Barley Blair, pensó con asombro, mientras abría el armario ropero y sacaba el voluminoso maletín de aluminio en que guardaba sus muestras. Bien, bien. Nos hemos preguntado muchas veces si estábamos acogiendo a un espía entre nosotros, y ahora lo sabemos.

La calma de Landau era absoluta, me aseguró. El inglés había vuelto a sobreponerse al polaco. «Si Barley podía hacerla, yo también podía, Harry, eso es lo que me dije». Y eso fue lo que me dijo a mí también, cuando por breve período de tiempo me nombró su confesor. La gente suele hacer eso conmigo a veces, perciben la parte no realizada de mí y le hablan como si fuese la realidad.

Dejando el maletín sobre la cama, abrió los cierres y sacó dos equipos audiovisuales que los funcionarios soviéticos le habían ordenado retirar de su exposición: una historia gráfica del siglo xx con comentarios hablados, que habían declarado arbitrariamente antisoviética, y un manual del cuerpo humano con fotografías animadas y una cassette de ejercicios para mantenerse en forma, que los funcionarios habían decidido que era pornográfica tras contemplar ávidamente a la flexible y joven diosa del leotardo.

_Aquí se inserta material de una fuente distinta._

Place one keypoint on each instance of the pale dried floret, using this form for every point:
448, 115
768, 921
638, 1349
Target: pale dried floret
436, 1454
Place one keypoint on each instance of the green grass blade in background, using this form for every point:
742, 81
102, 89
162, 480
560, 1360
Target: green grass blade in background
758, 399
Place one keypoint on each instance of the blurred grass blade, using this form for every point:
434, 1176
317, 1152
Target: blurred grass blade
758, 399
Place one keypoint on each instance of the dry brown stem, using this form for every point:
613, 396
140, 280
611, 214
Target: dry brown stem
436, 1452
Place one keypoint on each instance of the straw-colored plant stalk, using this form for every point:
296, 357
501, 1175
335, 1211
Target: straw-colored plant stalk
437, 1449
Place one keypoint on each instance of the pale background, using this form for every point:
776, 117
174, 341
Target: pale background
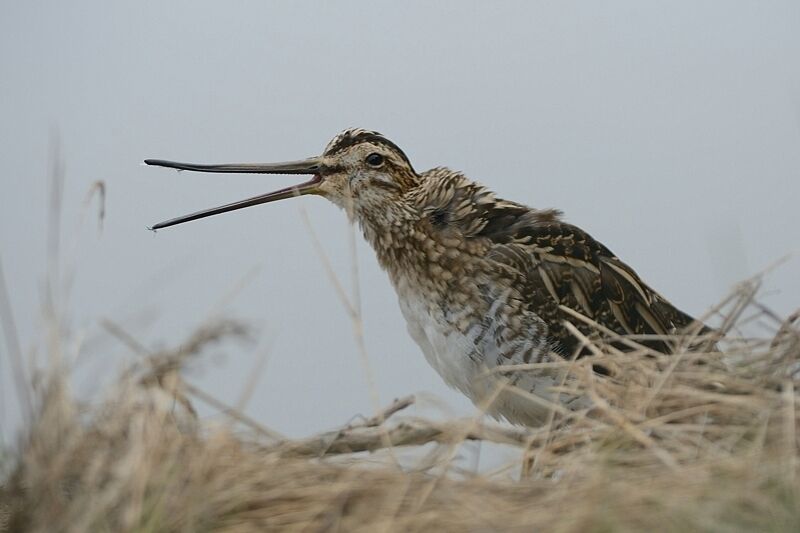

El equipo de historia resultaba espectacular, con la forma de un libro de lujo de gran tamaño provisto de numerosos compartimientos interiores para cassettes, textos paralelos, fichas de vocabulario progresivo y notas de estudiantes. Tras vaciar de su contenido los compartimientos, Landau trató de introducir los cuadernos en cada uno de ellos, pero no encontró ninguno lo suficientemente grande. Decidió convertir dos compartimientos en uno solo. Sacó de su neceser un par de tijeras para las uñas y comenzó a soltar con ellas las grapas metálicas que formaban la divisoria central.

«Barley Blair», pensó de nuevo mientras introducía la punta de las tijeritas. Debía haberlo adivinado, aunque sólo fuera porque tú eras el único que podía ser. Señor Bartholomew Scott Blair, vástago superviviente de «Abercrombie Blair», espía. La primera grapa se había soltado, la extrajo cuidadosamente. Barley Blair, que, solíamos decir, no podría vender heno a un caballo rico para salvar a su madre agonizante en su cumpleaños, espía. Empezó a apalancar la segunda grapa. Cuyo principal título para la fama era que hacía dos años, en la feria del libro de Belgrado, había emborrachado de vodka a Spikey Morgan hasta el punto de que rodó debajo de la mesa y, luego, había interpretado el saxo tenor con la banda tan admirablemente bien que hasta la policía rompió a aplaudir. Espía. Caballero espía. Bien, aquí tienes una carta de tu dama, como dice la canción infantil.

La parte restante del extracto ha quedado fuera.